James Watt Mavor (13 December 1883 – 16 March 1963) was an American biologist who studied the effects of X-ray radiation on living cells. He served as a professor of biology at Union College, Schenectady. He also worked at the Marine Biological Laboratory at Woods Hole, Massachusetts. His son, James Watt Mayor Jr. (1923–2006), also worked at Woods Hole as an oceanographic engineer and was involved in developing the Alvin submarine.

== Life and work ==
Mavor was born in Glasgow, Scotland, the son of James Mavor (1854–1925) who moved to Canada to take a position at the University of Toronto as a professor of political economy. Mavor grew up in Toronto but went to study at Trinity College, Cambridge, and received an AB in 1905. His father wanted him to go into business but he took an interest in mathematics and later studied biology. He worked as a lecturer at King's College, Nova Scotia (1906–7), teaching science. He then joined Harvard University as a Thayer Scholar and then Gibbs Scholar (1908–10). He received his master's degree in 1910 and became an instructor in zoology at Syracuse University. He joined Harvard in 1911 and spent time studying protozoa in Munich under Richard Hertwig and then at St. Andrews Biological Station, New Brunswick (1912). He returned to Harvard, teaching and working on his dissertation on myxosporidia of fish. He received a doctorate in 1913 and became an instructor at the University of Wisconsin. In 1916 he joined Union College, Schenectady and by 1921 he was an associate professor.

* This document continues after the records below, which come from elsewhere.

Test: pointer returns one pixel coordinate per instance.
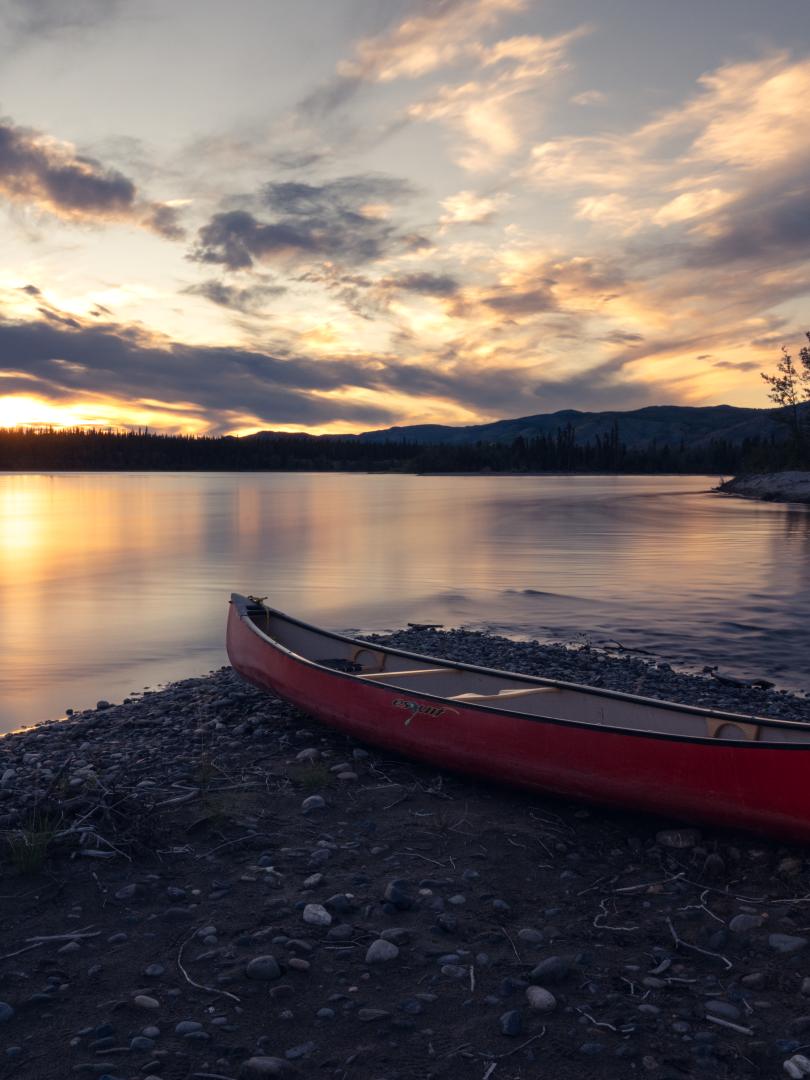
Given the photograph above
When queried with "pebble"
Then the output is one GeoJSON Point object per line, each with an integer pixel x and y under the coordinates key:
{"type": "Point", "coordinates": [723, 1009]}
{"type": "Point", "coordinates": [541, 999]}
{"type": "Point", "coordinates": [258, 1067]}
{"type": "Point", "coordinates": [188, 1027]}
{"type": "Point", "coordinates": [511, 1023]}
{"type": "Point", "coordinates": [678, 838]}
{"type": "Point", "coordinates": [786, 943]}
{"type": "Point", "coordinates": [381, 950]}
{"type": "Point", "coordinates": [367, 1015]}
{"type": "Point", "coordinates": [553, 969]}
{"type": "Point", "coordinates": [265, 968]}
{"type": "Point", "coordinates": [144, 1001]}
{"type": "Point", "coordinates": [399, 893]}
{"type": "Point", "coordinates": [741, 923]}
{"type": "Point", "coordinates": [316, 915]}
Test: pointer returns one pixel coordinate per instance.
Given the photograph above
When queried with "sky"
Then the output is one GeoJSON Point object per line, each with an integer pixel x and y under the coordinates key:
{"type": "Point", "coordinates": [342, 215]}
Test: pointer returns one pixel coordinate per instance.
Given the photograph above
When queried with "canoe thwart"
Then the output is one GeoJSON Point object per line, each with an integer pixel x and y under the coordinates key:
{"type": "Point", "coordinates": [408, 674]}
{"type": "Point", "coordinates": [505, 693]}
{"type": "Point", "coordinates": [719, 728]}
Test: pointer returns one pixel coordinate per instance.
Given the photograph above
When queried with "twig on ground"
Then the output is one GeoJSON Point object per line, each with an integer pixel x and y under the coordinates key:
{"type": "Point", "coordinates": [648, 885]}
{"type": "Point", "coordinates": [507, 935]}
{"type": "Point", "coordinates": [728, 1024]}
{"type": "Point", "coordinates": [604, 915]}
{"type": "Point", "coordinates": [191, 982]}
{"type": "Point", "coordinates": [697, 948]}
{"type": "Point", "coordinates": [509, 1053]}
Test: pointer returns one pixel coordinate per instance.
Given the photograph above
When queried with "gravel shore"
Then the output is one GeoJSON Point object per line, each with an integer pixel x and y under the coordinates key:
{"type": "Point", "coordinates": [771, 487]}
{"type": "Point", "coordinates": [203, 883]}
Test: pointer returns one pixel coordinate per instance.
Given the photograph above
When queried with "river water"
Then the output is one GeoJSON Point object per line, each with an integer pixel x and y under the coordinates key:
{"type": "Point", "coordinates": [112, 582]}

In 1920 he became interested in the effects of X-rays on Drosophila. This research was sponsored by General Electric and conducted at their laboratories. He conducted dose-response experiments initially in Drosophila melanogaster and later in the sea urchin Arbacia punctulata. He studied non-disjunction of the chromosomes as the key effect but also crossing-over. He also examined the effects on gametes and the control of sex of offspring. This was later studied by H. J. Muller but Mavor did not communicate with other geneticists of the period and he appeared to have some bitterness towards T. H. Morgan, possibly because he had delayed publication of his work in the Journal of Experimental Zoology. By 1925 he shifted work back to marine biology and fish parasitology. As a teacher, his classes were noted as being somewhat dull. He became head of the department in 1924. In 1936 he published a textbook of biology which went into many edition, a sixth being published posthumously in 1966. It was also made into an abridged version in 1949. He was interested in the future of humanity and wrote about nature, evolution, religion and governance. He became an emeritus professor in 1949.